Merkel sayesinde büyük ilerleme
Le Soir, AB'nin olağanüstü büyük bir ilerleme kaydettiğini söylüyor:
“Mart ayında hayal dahi edilemeyecek bir dayanışma gösteren AB, canlanmayı ortak borçlanmayla finanse edecek. AB Komisyonu, üye devletler adına aşı pazarlıklarını yürüttü. Bu arada üyeler sağlık alanında ortak projenin eksiklerini ve bu eksikliklerin ortadan kaldırılması gerektiğinin farkına vardılar. ... Britanya dahilken AB'nin bütün bu adımları atması mümkün olur muydu? Muhtemelen olmazdı, ama artık bu önemli değil zaten. Sonuçta, başarılanları elde tutmak için eski tabulardan (AB borçlarından) birini yıkacak zekaya sahip olan Angela Merkel ve Almanya olmasaydı bu mümkün olamazdı.”
Demokrasi için iyi haber
Krytyka Polityczna'ya göre AB ile Macaristan ve Polonya arasında hukuk devleti mekanizması konusunda varılan uzlaşı sevindirici:
“Yeni mekanizmanın etkinliğini belirleyecek olan Avrupa Komisyonu'nun ve üye devletlerin kararlılığının yanı sıra geçmişte AB kurumlarını yaptıkları baskıyla harekete geçiren muhalefet ve sivil toplum olacak sonuçta. ... Hukuk devleti ilkesi sihirli değnekle ya da değerlere bağlı kalınmadığı yönündeki sonsuz itirazlarla değil, birçok cephede zorlu bir mücadele verilerek savunulur. Yeni mekanizma da sihirli bir değnek değil ama demokrasiyi ve hukuk devleti ilkesini savunanlar için otokratlara karşı yürüttükleri mücadelede ek bir silah olacak.”

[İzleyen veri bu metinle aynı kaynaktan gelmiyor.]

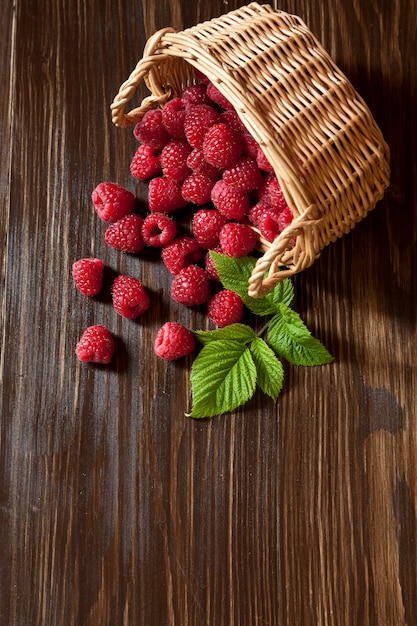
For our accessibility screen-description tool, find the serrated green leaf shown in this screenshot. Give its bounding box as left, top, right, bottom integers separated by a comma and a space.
193, 324, 256, 345
250, 337, 284, 400
210, 250, 294, 316
188, 340, 256, 417
267, 303, 333, 366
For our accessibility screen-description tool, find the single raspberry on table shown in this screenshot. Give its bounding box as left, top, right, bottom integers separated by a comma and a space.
219, 222, 258, 258
192, 208, 227, 250
160, 139, 192, 182
154, 322, 195, 361
207, 289, 243, 328
181, 83, 211, 107
91, 182, 136, 222
72, 258, 104, 296
202, 123, 243, 169
104, 213, 145, 254
162, 97, 185, 139
211, 179, 250, 220
130, 143, 161, 180
223, 156, 263, 191
148, 176, 187, 213
207, 82, 234, 109
112, 275, 150, 319
133, 109, 170, 150
142, 213, 177, 247
184, 104, 219, 148
75, 324, 115, 364
161, 235, 203, 276
181, 172, 216, 206
171, 265, 210, 306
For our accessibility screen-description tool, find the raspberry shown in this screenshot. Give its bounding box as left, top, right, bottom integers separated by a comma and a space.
207, 289, 243, 328
130, 143, 161, 180
161, 139, 192, 182
72, 258, 104, 296
203, 123, 243, 169
162, 235, 203, 276
219, 222, 258, 257
192, 209, 227, 250
133, 109, 170, 150
257, 208, 282, 242
181, 83, 211, 107
142, 213, 177, 247
207, 83, 234, 109
259, 174, 287, 211
181, 172, 216, 205
91, 182, 136, 222
184, 104, 219, 148
75, 324, 114, 364
162, 98, 185, 139
112, 276, 150, 319
223, 156, 263, 191
148, 176, 187, 213
204, 246, 222, 282
104, 213, 145, 253
211, 180, 250, 220
154, 322, 195, 361
187, 148, 220, 178
171, 265, 210, 306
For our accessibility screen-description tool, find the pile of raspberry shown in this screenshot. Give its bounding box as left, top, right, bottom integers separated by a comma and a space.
72, 74, 293, 363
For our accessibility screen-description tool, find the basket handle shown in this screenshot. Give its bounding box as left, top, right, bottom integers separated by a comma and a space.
110, 28, 175, 128
248, 204, 324, 298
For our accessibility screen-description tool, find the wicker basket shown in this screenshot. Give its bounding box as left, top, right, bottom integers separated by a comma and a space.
111, 3, 390, 297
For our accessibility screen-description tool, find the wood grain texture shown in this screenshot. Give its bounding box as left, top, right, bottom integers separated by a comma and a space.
0, 0, 417, 626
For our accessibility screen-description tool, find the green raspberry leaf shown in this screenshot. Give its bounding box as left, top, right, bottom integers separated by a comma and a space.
193, 324, 256, 345
250, 337, 284, 400
210, 250, 294, 315
188, 339, 256, 417
267, 303, 334, 366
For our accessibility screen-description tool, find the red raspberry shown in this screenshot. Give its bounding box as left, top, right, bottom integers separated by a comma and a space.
142, 213, 177, 247
162, 98, 185, 139
207, 289, 243, 328
181, 83, 211, 107
181, 172, 216, 205
171, 265, 210, 306
219, 222, 258, 258
161, 139, 192, 182
75, 324, 114, 364
91, 183, 136, 222
187, 148, 221, 178
204, 246, 222, 282
259, 174, 287, 211
223, 156, 263, 191
154, 322, 195, 361
203, 123, 243, 169
130, 143, 161, 180
207, 83, 234, 109
162, 235, 203, 276
148, 176, 187, 213
112, 276, 150, 319
218, 109, 247, 134
192, 209, 227, 250
104, 213, 145, 254
184, 104, 219, 148
72, 258, 104, 296
257, 207, 282, 243
211, 180, 250, 220
133, 109, 170, 150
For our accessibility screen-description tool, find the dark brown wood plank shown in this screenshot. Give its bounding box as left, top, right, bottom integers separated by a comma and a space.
0, 0, 417, 626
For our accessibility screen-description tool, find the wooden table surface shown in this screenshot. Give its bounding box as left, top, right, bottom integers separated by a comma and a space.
0, 0, 417, 626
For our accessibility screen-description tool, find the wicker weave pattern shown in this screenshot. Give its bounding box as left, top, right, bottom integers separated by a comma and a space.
111, 3, 390, 296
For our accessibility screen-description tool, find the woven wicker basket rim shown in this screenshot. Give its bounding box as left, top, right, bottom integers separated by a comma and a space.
111, 2, 390, 297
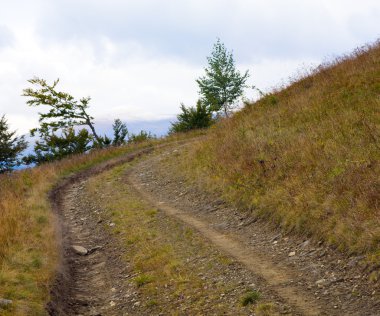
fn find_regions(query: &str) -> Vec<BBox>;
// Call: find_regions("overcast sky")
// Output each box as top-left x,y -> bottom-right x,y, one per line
0,0 -> 380,133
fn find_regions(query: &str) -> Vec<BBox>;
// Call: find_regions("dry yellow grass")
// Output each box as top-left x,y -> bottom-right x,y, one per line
0,130 -> 202,315
181,43 -> 380,264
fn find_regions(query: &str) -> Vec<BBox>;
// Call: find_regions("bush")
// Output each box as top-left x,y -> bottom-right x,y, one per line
128,131 -> 156,144
169,100 -> 213,133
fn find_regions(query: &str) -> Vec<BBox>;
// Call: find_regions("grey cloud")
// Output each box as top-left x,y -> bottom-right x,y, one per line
35,0 -> 378,63
0,25 -> 13,49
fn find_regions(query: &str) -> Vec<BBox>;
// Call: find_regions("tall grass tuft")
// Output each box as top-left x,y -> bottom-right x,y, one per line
0,133 -> 199,315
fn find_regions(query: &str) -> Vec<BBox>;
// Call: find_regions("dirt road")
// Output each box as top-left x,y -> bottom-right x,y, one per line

Para bir eğitim aracı olmamalı
Pravda, başta Polonya ve Macaristan olmak üzere Vişegrad ülkeleri ile AB arasında yeniden alevlenen gerilimden endişeli:
“AB fonları iyi hal ve gidiş için bir ödül değil, Avrupa içindeki eşitsizliklerin giderilmesinin yoludur. ... Brüksel'den para almamızın nedeni başkalarının bizim ülkemizde daha büyük kazançlar elde etmesine izin vermiş olmamızdır. Diğer AB devletlerinden gelen yatırımcıların ülkemizde sağladıkları kazanç, bize verilen Avrupa fonlarının bir hayli üstünde. ... Temelde siyasi ve ekonomik içerikli antlaşmalara ideoloji katılması çok riskli. Cezalandırılan üyeler kendilerini ancak, Avrupalı ortaklarının bizim işbirliğine hazır olmamız sayesinde elde ettikleri gelirden mahrum ederek koruyabilir. ... Ama bu da Avrupa'nın son 70 yılda başardığı her şeyi yerle bir etmek olur. ”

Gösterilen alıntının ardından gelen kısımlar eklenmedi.